Yürüyüşün ardından Halkların Eşitlik ve Demokrasi Partisi (DEM Parti) Eş Genel Başkanı Tülay Hatimoğulları, Kamu Emekçileri Sendikaları Konfederasyonu (KESK) Eş Genel Başkanı Ayfer Koçak birer konuşma yaparken DEM Parti Diyarbakır İl Örgütü Eş Başkanı Abbas Şahin ise Abdullah Öcalan’ın gönderdiği mesajı okudu.

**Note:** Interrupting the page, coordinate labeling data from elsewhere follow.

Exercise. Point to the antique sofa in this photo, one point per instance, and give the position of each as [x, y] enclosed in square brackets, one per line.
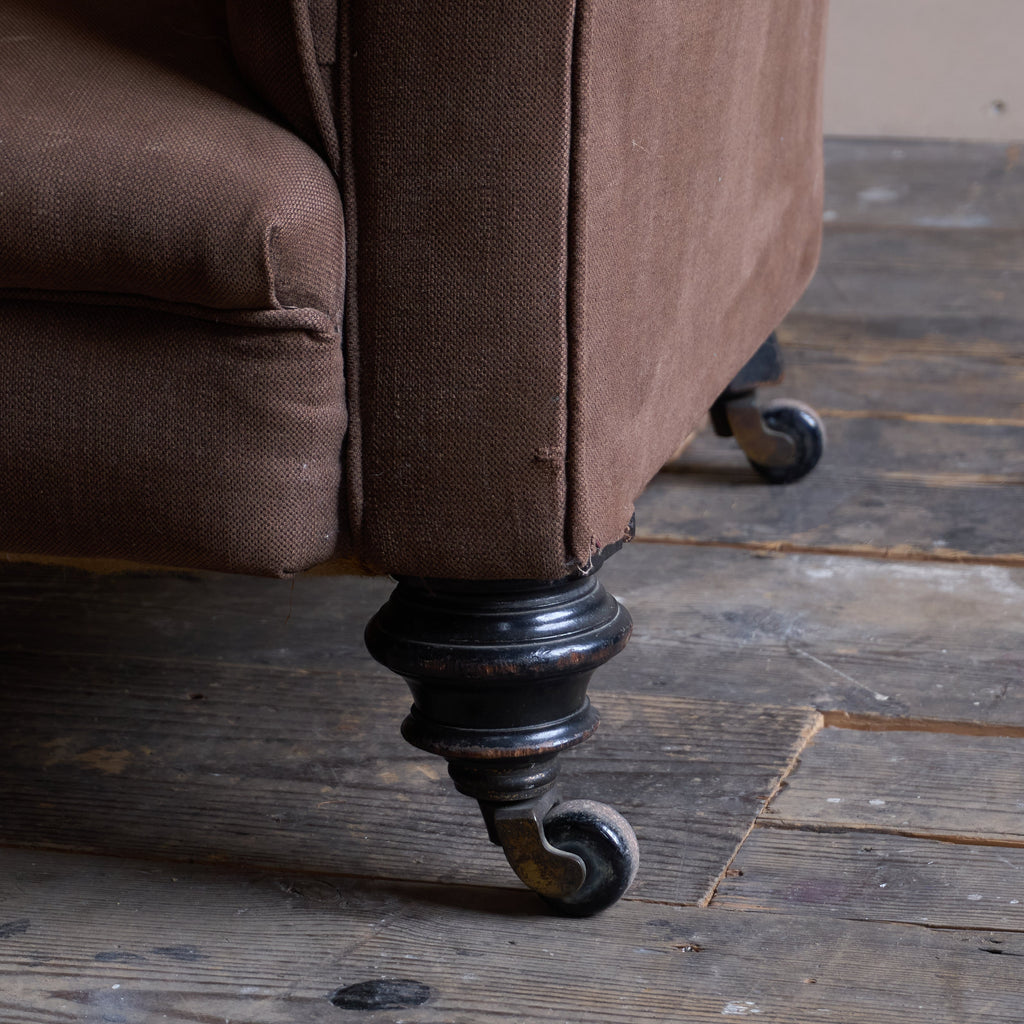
[425, 288]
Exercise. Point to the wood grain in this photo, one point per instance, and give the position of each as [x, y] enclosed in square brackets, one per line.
[926, 487]
[859, 635]
[128, 941]
[866, 876]
[920, 783]
[929, 184]
[270, 767]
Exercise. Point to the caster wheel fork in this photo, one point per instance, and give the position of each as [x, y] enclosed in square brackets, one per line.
[580, 856]
[782, 440]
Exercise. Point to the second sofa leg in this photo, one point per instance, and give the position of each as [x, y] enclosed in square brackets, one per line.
[499, 674]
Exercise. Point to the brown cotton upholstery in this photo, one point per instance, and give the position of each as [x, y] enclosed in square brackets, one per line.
[172, 269]
[543, 236]
[579, 218]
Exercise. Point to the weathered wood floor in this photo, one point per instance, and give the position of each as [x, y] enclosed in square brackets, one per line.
[207, 814]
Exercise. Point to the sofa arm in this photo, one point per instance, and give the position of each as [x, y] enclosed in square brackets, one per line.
[572, 222]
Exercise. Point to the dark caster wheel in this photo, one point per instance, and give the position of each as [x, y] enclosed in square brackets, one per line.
[804, 428]
[606, 844]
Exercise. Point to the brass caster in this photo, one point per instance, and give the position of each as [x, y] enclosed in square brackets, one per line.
[580, 856]
[782, 440]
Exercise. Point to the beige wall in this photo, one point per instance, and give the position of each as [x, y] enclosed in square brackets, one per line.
[936, 69]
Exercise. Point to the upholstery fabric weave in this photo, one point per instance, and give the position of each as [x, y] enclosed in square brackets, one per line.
[172, 273]
[570, 223]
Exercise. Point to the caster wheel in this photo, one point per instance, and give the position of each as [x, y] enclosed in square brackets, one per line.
[606, 844]
[802, 425]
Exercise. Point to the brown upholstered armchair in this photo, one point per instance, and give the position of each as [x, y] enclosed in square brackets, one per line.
[428, 288]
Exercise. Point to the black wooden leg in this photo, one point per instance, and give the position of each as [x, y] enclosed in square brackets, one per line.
[782, 440]
[499, 674]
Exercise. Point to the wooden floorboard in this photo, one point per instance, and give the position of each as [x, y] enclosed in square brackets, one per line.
[91, 940]
[272, 767]
[867, 876]
[207, 813]
[921, 783]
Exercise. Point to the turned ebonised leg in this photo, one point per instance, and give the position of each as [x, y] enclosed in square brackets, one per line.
[782, 440]
[499, 674]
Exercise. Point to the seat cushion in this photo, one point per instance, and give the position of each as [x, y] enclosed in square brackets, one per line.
[122, 176]
[171, 276]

KESK EŞ GENEL BAŞKANI: YAŞASIN BARIŞ
İlk olarak konuşan KESK Eş Genel Başkanı Ayfer Koçak, 1 Eylül Dünya Barış Gününe değinerek, İkinci Dünya Savaşı boyunca insanlık tarihinin değerlerinin yerle bir edildiği, barış ihtiyacının güçlendiği bir gün olarak bilindiğini belirtti. Ayfer Koçak, “Orta Doğu savaşıyla üçüncü dünya savaşı girdabına girilmeye çalışılıyor. Yıllardır Kürt halkı asimilasyona ve zulme uğramıştır. Kürt halkının tarihte verdiği büyük direniş sayesinde büyük bir barış umudu var. Sadece Kürtler için değil Aleviler, Dürziler, Araplar, Êzidiler ve diğer halklar içindir. Abdullah Öcalan çağrısıyla başlayan silahların yakılmasıyla harlanan barış ateşi halkların sahiplenmesiyle büyüyor. Kapitalist modernitenin sac ayaklarını kırmak zorundayız. Bugün barış mücadelesi cinsiyetçiliğe karşı bir mücadeledir. Sömürüye karşı mücadeledir. Bu halk artık net ifade ediyor başka yol yok barışı artık bu topraklara gelecek. Yaşasın barış” dedi.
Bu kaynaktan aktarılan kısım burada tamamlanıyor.